Tips By Industry Composers

As a composer today, it’s usual, especially for beginners - that one has to take the role as a composer, orchestrator, recording engineer and mixer. What advice do you have for beginners who feel overwhelmed with taking on all these roles? Is there any of these fields you would recommend learning about and practicing first? Would you recommend people to specialize in one field and be less good in others, or to become pretty good in every of them?

Kevin Mantey
Co-Founder of EOS, Composer

For a composer, start with composing and develop a good ear simultabeously. To be successful focus on your best skill but get the basics that come with other aspects in the field youre working on. For composing also be open for all genre. Ahh and also learn to trust your feeling.

Phillip Lober

I'd say be better than most in what matters, yet still be good enough in other skills to be well grounded. Simply put, specialized I prefer. Also, I think composition is much more important than production. It's the idea that the director treasures most first. Production is about execution, which there are usually other people to help out with. If you're good at production though, it solidifies you more as someone to hire.

Christian Baczyk
Co-Founder of EOS, Composer

I’d make sure to focus on your personal strongest skill the most, but also having basic knowledge of all the other fields is smart, as it influences both your composition and overall end result. In general, I'd focus on one thing; composition for example, and outsource the production if possible.

Alex Moukala
Composer and Sound Designer

Personally I'm a big preacher of focusing on your strenghts like crazy. If you’re freaking great at composing and totally blow at things like mixing & mastering, outsource that stuff. Focus on stuff related to composing to grow your talent in that field to amazing levels. It's going to take way less effort, and make you way more valuable than an all-rounded person who's not amazing at anything.

Nitish Raina
Artist Manager
No one can be good at everything since day one itself - although ultimately, how good a composer you are is defined by how deep your knowledge runs in all these fields.
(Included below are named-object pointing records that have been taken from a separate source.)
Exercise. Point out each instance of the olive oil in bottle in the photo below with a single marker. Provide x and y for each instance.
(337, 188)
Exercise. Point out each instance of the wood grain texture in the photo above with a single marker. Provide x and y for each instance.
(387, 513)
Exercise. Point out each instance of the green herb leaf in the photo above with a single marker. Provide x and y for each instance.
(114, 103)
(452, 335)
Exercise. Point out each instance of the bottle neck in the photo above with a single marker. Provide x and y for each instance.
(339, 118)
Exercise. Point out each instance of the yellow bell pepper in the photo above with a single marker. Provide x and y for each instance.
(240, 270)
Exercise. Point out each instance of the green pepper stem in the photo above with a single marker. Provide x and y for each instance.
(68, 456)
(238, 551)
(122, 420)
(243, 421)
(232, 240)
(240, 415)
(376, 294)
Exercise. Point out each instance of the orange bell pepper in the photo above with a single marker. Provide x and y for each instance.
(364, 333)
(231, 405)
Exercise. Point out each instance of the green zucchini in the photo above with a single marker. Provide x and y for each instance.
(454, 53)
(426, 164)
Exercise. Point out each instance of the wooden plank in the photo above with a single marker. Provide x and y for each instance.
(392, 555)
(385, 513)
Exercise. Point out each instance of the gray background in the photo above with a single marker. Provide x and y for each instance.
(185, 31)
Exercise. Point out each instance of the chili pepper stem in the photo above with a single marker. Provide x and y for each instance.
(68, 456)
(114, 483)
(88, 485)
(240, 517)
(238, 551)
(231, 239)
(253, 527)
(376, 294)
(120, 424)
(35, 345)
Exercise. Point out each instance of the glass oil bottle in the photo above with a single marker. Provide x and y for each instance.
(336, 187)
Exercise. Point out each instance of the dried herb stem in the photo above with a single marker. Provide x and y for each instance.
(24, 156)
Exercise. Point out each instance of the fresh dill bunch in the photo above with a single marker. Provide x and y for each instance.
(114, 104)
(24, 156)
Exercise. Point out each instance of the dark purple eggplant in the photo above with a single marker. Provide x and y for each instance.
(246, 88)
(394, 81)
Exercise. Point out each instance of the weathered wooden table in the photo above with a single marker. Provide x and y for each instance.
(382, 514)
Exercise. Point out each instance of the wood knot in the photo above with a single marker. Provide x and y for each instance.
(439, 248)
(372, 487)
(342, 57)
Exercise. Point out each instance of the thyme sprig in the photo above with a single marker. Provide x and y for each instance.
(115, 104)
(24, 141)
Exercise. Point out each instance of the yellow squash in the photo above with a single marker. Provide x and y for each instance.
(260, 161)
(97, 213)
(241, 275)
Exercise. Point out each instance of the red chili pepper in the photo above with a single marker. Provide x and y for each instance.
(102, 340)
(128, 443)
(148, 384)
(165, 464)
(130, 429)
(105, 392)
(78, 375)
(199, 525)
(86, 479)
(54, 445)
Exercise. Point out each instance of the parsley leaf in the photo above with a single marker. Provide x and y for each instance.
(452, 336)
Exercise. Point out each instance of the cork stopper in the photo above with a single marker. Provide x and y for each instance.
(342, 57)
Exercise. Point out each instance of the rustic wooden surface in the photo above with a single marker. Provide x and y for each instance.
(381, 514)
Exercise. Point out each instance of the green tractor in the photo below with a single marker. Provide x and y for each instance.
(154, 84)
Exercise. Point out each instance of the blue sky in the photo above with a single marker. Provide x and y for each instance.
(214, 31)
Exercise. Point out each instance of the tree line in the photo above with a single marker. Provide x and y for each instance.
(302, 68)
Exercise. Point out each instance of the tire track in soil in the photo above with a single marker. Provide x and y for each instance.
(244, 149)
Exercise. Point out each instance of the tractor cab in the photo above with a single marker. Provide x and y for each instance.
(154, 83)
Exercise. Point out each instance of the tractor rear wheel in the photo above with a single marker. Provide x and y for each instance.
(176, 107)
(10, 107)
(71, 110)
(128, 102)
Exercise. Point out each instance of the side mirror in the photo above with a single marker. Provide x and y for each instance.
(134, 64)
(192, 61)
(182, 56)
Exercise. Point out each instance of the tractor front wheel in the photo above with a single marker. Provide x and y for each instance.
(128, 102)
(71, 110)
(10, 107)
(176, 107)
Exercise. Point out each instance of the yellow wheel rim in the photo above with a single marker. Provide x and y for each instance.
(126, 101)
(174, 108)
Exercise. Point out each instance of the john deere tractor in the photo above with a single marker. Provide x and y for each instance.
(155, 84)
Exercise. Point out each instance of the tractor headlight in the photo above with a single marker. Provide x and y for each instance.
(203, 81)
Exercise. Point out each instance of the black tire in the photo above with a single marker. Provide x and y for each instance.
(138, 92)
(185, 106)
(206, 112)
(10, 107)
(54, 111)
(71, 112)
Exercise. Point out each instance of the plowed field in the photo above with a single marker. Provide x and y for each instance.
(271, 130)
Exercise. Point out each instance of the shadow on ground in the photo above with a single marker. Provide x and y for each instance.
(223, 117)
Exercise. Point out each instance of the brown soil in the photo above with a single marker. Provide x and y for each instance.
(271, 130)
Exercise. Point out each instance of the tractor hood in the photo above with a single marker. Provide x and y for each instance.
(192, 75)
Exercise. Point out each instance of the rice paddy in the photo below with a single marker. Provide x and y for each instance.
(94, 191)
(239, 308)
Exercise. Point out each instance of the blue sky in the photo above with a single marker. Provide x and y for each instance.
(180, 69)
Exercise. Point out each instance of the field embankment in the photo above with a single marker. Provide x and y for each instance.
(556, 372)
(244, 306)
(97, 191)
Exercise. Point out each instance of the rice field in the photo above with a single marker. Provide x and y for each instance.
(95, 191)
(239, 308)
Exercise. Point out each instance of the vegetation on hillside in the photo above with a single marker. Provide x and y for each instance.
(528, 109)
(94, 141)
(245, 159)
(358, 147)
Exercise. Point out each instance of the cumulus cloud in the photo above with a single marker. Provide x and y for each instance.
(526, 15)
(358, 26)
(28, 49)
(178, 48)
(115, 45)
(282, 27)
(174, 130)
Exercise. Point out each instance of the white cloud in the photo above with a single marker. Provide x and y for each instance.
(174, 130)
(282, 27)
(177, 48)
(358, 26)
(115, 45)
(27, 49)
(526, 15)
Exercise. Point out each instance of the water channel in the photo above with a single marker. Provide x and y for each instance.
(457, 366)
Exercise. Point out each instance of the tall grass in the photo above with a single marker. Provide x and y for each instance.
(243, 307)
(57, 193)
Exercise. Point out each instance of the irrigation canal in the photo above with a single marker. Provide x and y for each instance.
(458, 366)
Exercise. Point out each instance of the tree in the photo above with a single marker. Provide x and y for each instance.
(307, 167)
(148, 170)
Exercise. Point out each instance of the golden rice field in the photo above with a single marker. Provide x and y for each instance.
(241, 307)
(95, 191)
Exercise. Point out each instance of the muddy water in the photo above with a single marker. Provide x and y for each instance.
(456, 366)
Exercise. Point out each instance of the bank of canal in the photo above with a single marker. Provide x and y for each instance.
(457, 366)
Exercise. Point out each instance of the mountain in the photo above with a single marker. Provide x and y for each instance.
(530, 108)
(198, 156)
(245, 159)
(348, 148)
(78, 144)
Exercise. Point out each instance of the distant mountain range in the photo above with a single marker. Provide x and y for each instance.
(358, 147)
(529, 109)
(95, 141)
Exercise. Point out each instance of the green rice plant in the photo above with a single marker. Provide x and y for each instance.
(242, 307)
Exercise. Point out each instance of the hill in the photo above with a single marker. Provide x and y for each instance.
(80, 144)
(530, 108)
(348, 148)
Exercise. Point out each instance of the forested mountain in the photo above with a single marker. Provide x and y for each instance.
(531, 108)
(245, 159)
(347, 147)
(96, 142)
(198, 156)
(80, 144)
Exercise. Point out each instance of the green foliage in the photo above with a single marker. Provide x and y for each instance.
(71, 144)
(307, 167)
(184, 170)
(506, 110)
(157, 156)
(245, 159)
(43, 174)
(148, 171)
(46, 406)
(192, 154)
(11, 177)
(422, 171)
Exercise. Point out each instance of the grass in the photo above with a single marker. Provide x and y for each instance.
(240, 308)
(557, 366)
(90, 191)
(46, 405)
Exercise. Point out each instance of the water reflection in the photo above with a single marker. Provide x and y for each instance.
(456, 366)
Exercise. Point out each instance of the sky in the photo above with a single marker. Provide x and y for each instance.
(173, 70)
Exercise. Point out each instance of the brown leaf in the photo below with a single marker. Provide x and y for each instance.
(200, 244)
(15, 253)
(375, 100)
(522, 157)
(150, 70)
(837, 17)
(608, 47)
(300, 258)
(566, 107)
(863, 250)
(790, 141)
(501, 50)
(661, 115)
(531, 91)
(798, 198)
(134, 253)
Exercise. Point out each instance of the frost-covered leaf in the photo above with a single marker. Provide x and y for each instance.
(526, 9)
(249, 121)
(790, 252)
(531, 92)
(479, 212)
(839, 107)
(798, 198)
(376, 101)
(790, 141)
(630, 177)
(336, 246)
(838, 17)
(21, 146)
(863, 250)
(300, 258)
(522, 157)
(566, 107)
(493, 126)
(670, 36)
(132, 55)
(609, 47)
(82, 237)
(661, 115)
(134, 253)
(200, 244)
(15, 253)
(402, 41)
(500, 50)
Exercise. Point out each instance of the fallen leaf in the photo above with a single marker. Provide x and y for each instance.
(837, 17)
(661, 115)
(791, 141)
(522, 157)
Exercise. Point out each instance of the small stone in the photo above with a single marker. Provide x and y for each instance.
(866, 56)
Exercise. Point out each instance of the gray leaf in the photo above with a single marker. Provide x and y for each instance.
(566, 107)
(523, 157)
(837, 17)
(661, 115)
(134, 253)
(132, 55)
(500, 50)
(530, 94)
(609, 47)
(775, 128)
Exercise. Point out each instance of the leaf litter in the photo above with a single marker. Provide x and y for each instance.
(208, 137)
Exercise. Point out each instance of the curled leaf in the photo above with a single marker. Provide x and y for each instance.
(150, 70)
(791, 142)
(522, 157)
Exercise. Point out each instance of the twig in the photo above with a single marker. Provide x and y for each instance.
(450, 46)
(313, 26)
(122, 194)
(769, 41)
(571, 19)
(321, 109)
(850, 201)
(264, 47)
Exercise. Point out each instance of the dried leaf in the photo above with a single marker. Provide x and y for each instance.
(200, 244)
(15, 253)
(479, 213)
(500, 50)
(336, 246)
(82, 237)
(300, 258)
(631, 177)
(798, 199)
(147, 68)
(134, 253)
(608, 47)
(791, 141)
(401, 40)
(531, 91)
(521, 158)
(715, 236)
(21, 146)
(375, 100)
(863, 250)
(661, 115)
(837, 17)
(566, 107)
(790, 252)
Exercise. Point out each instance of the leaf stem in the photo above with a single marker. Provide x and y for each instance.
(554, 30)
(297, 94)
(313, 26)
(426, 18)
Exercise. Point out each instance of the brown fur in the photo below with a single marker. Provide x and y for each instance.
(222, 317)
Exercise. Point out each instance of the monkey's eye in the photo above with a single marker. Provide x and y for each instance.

I would recommend mastering composition first, because that is where your main contribution comes in. For the rest, you can hire others initially, or if you end up working with a library, they can hire external mixers, orchestrators etc. For this stage, you need to know basic/intermediate knowledge of these fields so you can tell such external sound engineers what you need from them.

So essentially, as a beginner, you need to specialize in composing while being "less good" in others, and once you feel you are extremely well-versed with the composition side of things, you can begin developing more advanced knowledge in the other fields. However, do NOT completely ignore any of these other fields. As I said before, basic/intermediate knowledge of everything is essential, no matter what stage of your career you are at.